Il caso Gillette, il business asiatico delle creme sbiancanti, i profumi venduti come seduzioni epiche o le auto raccontate come simboli di potere non sono, a suo avviso, pubblicità nel senso più nobile del termine. Non rispondono a un bisogno reale, ma costruiscono un’identità da acquistare, uno status da inseguire. «Per propinarti qualcosa ti faccio sentire incompleto. Non c’è alcuna necessità. Solo la promessa di essere accettato».

Eppure, nonostante questo sguardo critico, Zanchi continua a definire la pubblicità un linguaggio affascinante, la capacità rara di condensare un messaggio in un’immagine. «È arte pura.

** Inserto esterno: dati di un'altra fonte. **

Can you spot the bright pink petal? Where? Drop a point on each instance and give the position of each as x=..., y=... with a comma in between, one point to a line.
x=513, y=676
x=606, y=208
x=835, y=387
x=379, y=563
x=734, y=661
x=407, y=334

Solo che l’uomo, tutto ciò che tocca, spesso lo usa per il male». Nella sua attività artistica questa ambivalenza diventa un motore creativo. I suoi collage nascono da frammenti di parole o immagini: vecchi giornali, riviste, enciclopedie mediche, numeri di Urania, fotografie dimenticate.
L’archivio è immenso e in continuo aggiornamento, sia fisico sia digitale. Scansiona, sovrappone, sfrutta persino la trasparenza della carta, lasciando che siano le immagini a incontrarsi e a generare un significato nuovo. Le sue opere parlano di emotività, di relazioni, di memoria. Non cercano di spiegarci qualcosa, ma di lasciarci sentire.
«Non è importante ciò che voglio dire io, conta quello che arriva a te».Nelle sue mostre appare una critica sottile all’immaginario pubblicitario, alla rappresentazione standardizzata dei corpi, alla mancanza di diversità che i vintage stessi – pur pieni di fascino – portano con sé. I corpi che ritrova nei vecchi materiali non sono neutri, ma sopra la media, uniformi.
Oggi queste riflessioni convergono nella mostra Unsaid alla Galleria Boragno di Busto, visitabile dal giovedì al sabato dalle 15.30 alle 19 e la domenica dalle 10 alle 13 e dalle 15.30 alle 19, fino a domenica 30 novembre.
Dalla scatola rosa alla critica artistica, dal rebranding agli errori di comunicazione, il viaggio di questi ultimi anni ci mostra una cosa con chiarezza: se la pubblicità non può prescindere dal mondo che la circonda, l’arte può ancora mostrarci come guardarlo senza esserne inghiottiti.